Tuesday, May 03, 2005

Federal Reserve and Monetary Policy: Inflation is Well Contained

Is long term inflation well contained? Two key data indicate that this is true (so far). Capacity Utilization is at 79.4% (the fed is usually worried when this number is around 85%) and there is still slack in the labor market. Notice, I did not say that there is inflation and inflationary expectations due to the labor market at full employment. In other words words, an unemployment rate at 5.2% is not the true measure of how close the US is toward full employment. One needs to read the details of the household survey.

See table A-12 of the Employment Situation Report. Subsection U-5: Marginally attached workers are persons who currently are neither working nor looking for work but indicate that they want and are available for a job and have looked for work sometime in the recent past. Discouraged workers, a subset of the marginally attached, have given a job-market related reason for not currently looking for a job.

The current numbers are 6.4% not seasonal adjusted and 6.2% seasonal adjusted. Notice that I did not include the part timers who are working part time for economic reasons (9.4% NSA 9.1% SA subsection U-6). I did this because these can still increase inflation and inflationary expectations.

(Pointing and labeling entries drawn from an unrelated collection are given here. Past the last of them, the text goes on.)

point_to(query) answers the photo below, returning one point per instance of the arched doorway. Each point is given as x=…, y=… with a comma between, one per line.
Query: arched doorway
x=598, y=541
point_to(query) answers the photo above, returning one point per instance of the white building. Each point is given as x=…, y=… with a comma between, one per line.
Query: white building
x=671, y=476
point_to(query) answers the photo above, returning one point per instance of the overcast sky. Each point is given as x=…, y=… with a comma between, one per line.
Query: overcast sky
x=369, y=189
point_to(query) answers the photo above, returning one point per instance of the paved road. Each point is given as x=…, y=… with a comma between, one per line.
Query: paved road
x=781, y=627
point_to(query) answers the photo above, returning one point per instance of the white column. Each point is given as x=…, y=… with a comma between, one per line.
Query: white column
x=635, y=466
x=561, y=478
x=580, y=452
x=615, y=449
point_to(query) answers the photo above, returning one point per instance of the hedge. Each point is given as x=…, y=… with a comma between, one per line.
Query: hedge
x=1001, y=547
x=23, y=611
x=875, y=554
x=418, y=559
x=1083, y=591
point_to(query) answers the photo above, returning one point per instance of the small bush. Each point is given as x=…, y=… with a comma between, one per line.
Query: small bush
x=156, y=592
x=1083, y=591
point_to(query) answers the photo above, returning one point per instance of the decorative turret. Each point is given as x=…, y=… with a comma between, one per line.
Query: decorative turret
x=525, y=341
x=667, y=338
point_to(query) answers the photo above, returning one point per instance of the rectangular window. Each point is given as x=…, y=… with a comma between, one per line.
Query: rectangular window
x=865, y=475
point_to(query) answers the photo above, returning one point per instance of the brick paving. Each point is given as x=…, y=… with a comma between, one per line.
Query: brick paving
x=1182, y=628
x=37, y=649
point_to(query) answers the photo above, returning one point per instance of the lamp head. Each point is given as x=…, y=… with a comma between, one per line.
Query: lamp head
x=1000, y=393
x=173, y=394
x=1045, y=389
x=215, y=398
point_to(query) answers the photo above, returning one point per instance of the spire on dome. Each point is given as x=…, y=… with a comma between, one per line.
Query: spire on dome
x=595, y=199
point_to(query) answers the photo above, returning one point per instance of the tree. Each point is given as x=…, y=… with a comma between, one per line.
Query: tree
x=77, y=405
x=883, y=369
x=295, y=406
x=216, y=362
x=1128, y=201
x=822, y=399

Some peoples' insistence that the household data shows that there is a phantom job market is misplaced. All one needs to do is to read the details of the Technical Paper 63RV: Current Population Survey - Design and Methodology, issued March 2002 (in PDF format). It only takes a wrong population projection to turn marginal data into useless data. Right off the bat, I can think of one error that is not corrected in the population projection. Having 3 million illegal aliens enter this country each year, according to Time, is enough to throw the population samples off.

It is my opinion that the fed is not concerned about long term inflation because the removal of the carry trade will do their job. Fed Funds Target at 3% can be perceived, by some, as the end of free US dollars. The first indication of the removal of the carry trade will be in the commodities market. Prices should fall as no new contracts are picked up because of the cost of the US dollar. The US dollar now has some cost associated with it. Expect an increase in the volatility in the commodities' pits. Also, expect this volatility to spread into the derivatives market.

Watch out for falling rocks. The financial markets are in for an earthquake type ride in the coming months. Well at least it should look like an earthquake if one looks at the graphs.